一年ごとにブラジル県人会と鳥取県が中堅リーダーを派遣する同事業は、今回で六回目。河本さん、富村さんは六日に着聖後、サンパウロ市の松柏学園・大志万学院を訪問。八日に県人会総会に出席後、同県が開設に関わったサンパウロ州ミランドポリスの第二アリアンサ移住地を訪れ、リオでも県人会関係者と交流した。
九四年に県人会との青年交流事業でブラジルを訪れた経験のある河本さんは、「サンパウロもリオも思っていた以上に街が様変わりしていて驚いた」と感想を語る。
松柏・大志万の訪問では、二年前にスキー交流で鳥取を訪れた同校訪日使節団の子供たちとも再会できたという。
今回の訪問の目標として挙げたのは、「県と県人会がきちんとつながれるように関係者と話し合うこと」。滞在を振り返って、「県人会の人たちに親戚のように扱っていただき、感謝している」と話し、帰国後は「民間同士の交流の可能性を模索していきたい」と抱負を語った。
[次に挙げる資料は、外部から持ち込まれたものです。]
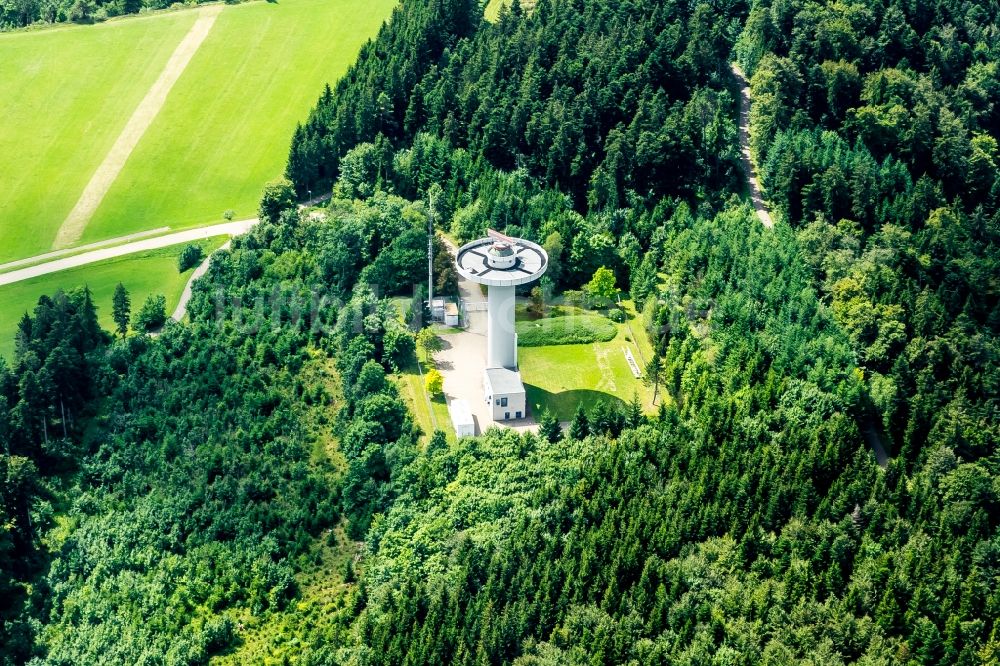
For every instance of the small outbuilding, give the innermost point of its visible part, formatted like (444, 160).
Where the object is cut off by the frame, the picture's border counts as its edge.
(450, 314)
(461, 418)
(504, 391)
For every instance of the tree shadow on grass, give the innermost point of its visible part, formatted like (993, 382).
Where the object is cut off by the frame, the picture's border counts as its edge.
(564, 403)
初めてブラジルを訪れた富村さんは、米国の高校に留学していたころブラジルの日系人と交流があり、興味をもっていたことが応募のきっかけだという。
ヨガのインストラクターでもあることから、滞在中、県人会で開かれているヨガ教室にも参加。「言葉の問題はあったけど、いい経験になった」。アリアンサ訪問では「田舎で驚いた」が、「日本人に対して良くしてくれた」と振り返る。
来伯前は県人会の活動を知る機会がなかったという富村さん。「ブラジルを知ることができたのが財産。情報発信が大事だと思った」と話していた。
昨年の同事業で鳥取県を訪れた末永正さんと千田伊藤初美さん、末永由美子さんも共に来社。「鳥取にもう一人ブラジルのファンが増えて良かった」と喜ぶ。本橋幹久県人会長は、同事業の継続に期待を表わすとともに、「おんぶにだっこではなく、ブラジルから母県に対してできることがあれば提案していきたい」と双方向の交流に意欲を見せた。